Kinetics of platinum in cancer patients treated with cisplatin at different doses.

In previous work the authors observed that platinum (free and bound) does not seem to accumulate in the peripheral compartment following the administration of two courses of cisplatin (cis-DDP) therapy (65 mg/m2) in patients with mammary and ovarian cancer. The aim of the present work was to study the disposition of platinum (Pt) after a higher dose of cis-DDP, to verify the rate of free drug penetration into the tissue and to observe changes in protein binding relative to the dose. cis-DDP, at the dose of 100 mg/m2, was administered i.v. over 60 min to patients with lung cancer. Serum and urine were collected before infusion and at various intervals afterwards.
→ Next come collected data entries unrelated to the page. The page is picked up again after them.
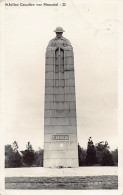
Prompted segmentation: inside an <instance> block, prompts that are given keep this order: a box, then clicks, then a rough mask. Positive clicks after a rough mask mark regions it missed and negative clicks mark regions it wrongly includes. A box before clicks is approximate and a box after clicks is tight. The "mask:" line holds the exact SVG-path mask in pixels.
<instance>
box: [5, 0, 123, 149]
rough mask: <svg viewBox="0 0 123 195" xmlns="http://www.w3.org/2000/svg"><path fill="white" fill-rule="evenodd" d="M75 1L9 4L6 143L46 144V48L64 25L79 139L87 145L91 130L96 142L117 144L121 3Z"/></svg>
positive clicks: (5, 45)
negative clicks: (45, 84) (72, 56)
mask: <svg viewBox="0 0 123 195" xmlns="http://www.w3.org/2000/svg"><path fill="white" fill-rule="evenodd" d="M9 2H10V1H9ZM21 2H23V1H21ZM24 2H26V1H24ZM31 2H32V1H31ZM36 2H38V1H36ZM40 2H41V1H40ZM60 2H62V1H60ZM74 2H78V1H70V0H68V1H67V5H66V6H65V7H60V6H59V7H36V6H35V7H14V6H11V7H5V15H4V17H5V18H4V20H5V21H4V42H5V44H4V53H5V56H4V59H5V60H4V64H5V66H4V71H3V75H4V116H5V117H4V122H5V144H12V143H13V142H14V141H15V140H16V141H18V144H19V146H20V150H22V149H25V147H26V144H27V142H28V141H30V142H31V144H32V146H33V148H34V149H37V148H38V147H41V148H42V147H43V138H44V129H43V125H44V87H45V86H44V82H45V51H46V47H47V45H48V42H49V40H50V39H52V38H54V37H55V33H54V32H53V31H54V29H55V28H56V27H57V26H62V27H63V28H64V30H65V33H64V37H66V38H68V39H69V40H70V42H71V44H72V46H73V49H74V62H75V63H74V66H75V83H76V105H77V127H78V130H77V133H78V142H79V143H80V145H81V146H82V147H84V148H86V146H87V141H88V138H89V137H90V136H91V137H92V139H93V141H94V143H97V142H99V141H108V143H109V145H110V147H111V149H115V148H117V146H118V140H117V137H118V128H117V66H118V25H121V24H120V22H119V20H118V9H117V5H116V4H115V3H112V4H108V3H105V4H104V3H103V4H102V3H100V4H85V3H81V4H80V3H74Z"/></svg>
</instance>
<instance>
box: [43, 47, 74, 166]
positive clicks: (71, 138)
mask: <svg viewBox="0 0 123 195" xmlns="http://www.w3.org/2000/svg"><path fill="white" fill-rule="evenodd" d="M44 114H45V116H44V167H78V143H77V124H76V98H75V80H74V57H73V49H72V46H69V47H65V49H63V48H60V47H59V48H55V47H48V48H47V51H46V67H45V113H44Z"/></svg>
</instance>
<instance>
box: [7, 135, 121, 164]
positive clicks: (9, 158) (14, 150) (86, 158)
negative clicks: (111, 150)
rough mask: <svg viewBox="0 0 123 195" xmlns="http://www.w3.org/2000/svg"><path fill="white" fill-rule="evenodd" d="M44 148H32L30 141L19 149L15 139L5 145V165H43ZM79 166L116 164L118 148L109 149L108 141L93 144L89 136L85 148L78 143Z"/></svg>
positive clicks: (91, 139)
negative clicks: (112, 149) (23, 146)
mask: <svg viewBox="0 0 123 195" xmlns="http://www.w3.org/2000/svg"><path fill="white" fill-rule="evenodd" d="M43 153H44V150H43V149H41V148H39V149H38V150H37V151H35V150H33V147H32V145H31V144H30V142H28V143H27V145H26V148H25V150H24V151H19V146H18V143H17V141H14V143H13V144H12V145H6V146H5V167H6V168H15V167H43ZM78 158H79V166H118V149H115V150H114V151H110V150H109V145H108V142H103V141H102V142H99V143H97V144H95V145H94V144H93V141H92V139H91V137H90V138H89V140H88V143H87V149H84V148H82V147H81V146H80V144H78Z"/></svg>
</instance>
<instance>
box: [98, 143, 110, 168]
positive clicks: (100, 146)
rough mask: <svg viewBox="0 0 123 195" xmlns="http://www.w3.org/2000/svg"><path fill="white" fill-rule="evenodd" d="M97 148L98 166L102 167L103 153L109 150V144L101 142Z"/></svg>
mask: <svg viewBox="0 0 123 195" xmlns="http://www.w3.org/2000/svg"><path fill="white" fill-rule="evenodd" d="M95 148H96V155H97V163H98V165H101V164H102V156H103V152H104V150H106V149H107V150H108V149H109V145H108V142H107V141H105V142H104V141H101V142H99V143H97V144H96V145H95Z"/></svg>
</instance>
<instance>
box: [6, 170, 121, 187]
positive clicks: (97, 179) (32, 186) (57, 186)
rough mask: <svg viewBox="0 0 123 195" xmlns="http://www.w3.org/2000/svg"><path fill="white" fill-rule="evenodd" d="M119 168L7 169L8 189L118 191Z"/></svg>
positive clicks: (6, 175)
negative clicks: (118, 168) (104, 189)
mask: <svg viewBox="0 0 123 195" xmlns="http://www.w3.org/2000/svg"><path fill="white" fill-rule="evenodd" d="M117 175H118V168H117V167H79V168H62V169H53V168H43V167H39V168H13V169H11V168H7V169H6V170H5V176H6V179H5V182H6V184H5V187H6V189H68V190H69V189H76V190H78V189H84V190H86V189H118V176H117Z"/></svg>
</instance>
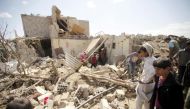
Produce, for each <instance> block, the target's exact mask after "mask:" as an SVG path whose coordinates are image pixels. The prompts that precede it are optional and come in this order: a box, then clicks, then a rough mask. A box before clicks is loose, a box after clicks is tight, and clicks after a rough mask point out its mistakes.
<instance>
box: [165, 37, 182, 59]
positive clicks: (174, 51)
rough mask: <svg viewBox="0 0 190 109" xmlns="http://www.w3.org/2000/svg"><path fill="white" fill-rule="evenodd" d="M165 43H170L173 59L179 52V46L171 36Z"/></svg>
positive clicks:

The plasma and urine levels of Pt were determined by flameless atomic absorption spectrophotometry, using a Varian model AAS 1475-GTA 95. Serum levels were analysed by a two-compartment open pharmacokinetic model. After the higher dose there was a substantial increase in central volume Pt and slight increase in peripheral volume Pt as compared with levels observed previously at the lower dose. In some subjects receiving high doses elimination half-life decreased and total body clearance increased, while in others these kinetic parameters were unchanged in comparison with those observed after a low dose. Protein binding seems to influence the persistence of platinum in the vascular space, modifying to a minor degree tissue penetration of the drug.